Onbegrijpelijk, met de negatieve effecten van aversief racisme op interraciale interactie, kan interraciaal teamwork sterk lijden onder aversief racisme. Het onbehagen dat wordt waargenomen door subtiele, non-verbale signalen die niet openlijk worden geadresseerd, kan gemakkelijk wantrouwen tussen twee individuen veroorzaken. Wanneer deze personen lid zijn van hetzelfde team, kantoor of project kan dit resulteren in minder effectieve communicatie en gespannen relaties. Dit kan natuurlijk de kwaliteit van het door het team geproduceerde werk drastisch verminderen. In een studie gerapporteerd door Dovidio e.a. (2002) deden teams bestaande uit een zwarte deelnemer en een blanke deelnemer zonder vooroordelen het veel beter dan die met een zwarte deelnemer en een blanke deelnemer met een aversief racistische houding, wanneer ze werden gekoppeld aan een probleemoplossende taak. Verrassend was echter dat teams met een openlijk bevooroordeelde blanke deelnemer en een zwarte deelnemer efficiënter waren in de taak dan teams met een aversief racistische blanke deelnemer. Theoretisch maakten de gemengde boodschappen en indrukken in de interactie deze teams minder effectief.

De gevolgen van deze beperkende omstandigheden kunnen problematisch zijn.
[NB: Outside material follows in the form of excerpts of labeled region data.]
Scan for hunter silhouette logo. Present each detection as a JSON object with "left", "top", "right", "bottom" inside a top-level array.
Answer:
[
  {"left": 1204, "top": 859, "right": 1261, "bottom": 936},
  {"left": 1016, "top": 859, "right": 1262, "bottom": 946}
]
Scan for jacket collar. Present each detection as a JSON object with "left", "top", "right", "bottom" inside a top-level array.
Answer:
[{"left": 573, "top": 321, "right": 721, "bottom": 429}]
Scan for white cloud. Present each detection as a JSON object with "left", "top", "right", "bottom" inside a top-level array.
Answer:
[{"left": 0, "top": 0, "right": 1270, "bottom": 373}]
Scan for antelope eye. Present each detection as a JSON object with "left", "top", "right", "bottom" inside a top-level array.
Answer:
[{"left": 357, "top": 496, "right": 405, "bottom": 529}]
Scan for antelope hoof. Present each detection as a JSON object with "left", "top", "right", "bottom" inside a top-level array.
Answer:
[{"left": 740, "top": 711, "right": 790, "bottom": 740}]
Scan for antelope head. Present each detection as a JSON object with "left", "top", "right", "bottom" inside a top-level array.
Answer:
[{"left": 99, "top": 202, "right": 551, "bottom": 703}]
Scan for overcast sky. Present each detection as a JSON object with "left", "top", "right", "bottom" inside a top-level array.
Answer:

Op elke werkplek waar een raciale minderheid in teams belangrijk werk verricht, bestaat het risico dat dat werk objectief gezien van mindere kwaliteit is dan dat van een blanke collega. Een belangrijke factor kan zijn dat werknemers uit minderheidsgroepen vaak samenwerken met een blanke collega, waarbij de spanning of de impliciet bevooroordeelde reacties van die collega van invloed zijn op hun prestaties. Blanke collega’s daarentegen werken voornamelijk met andere blanke collega’s en worden wellicht niet gehinderd door een dergelijke interraciale dynamiek, waardoor zij in vergelijking efficiënter kunnen presteren.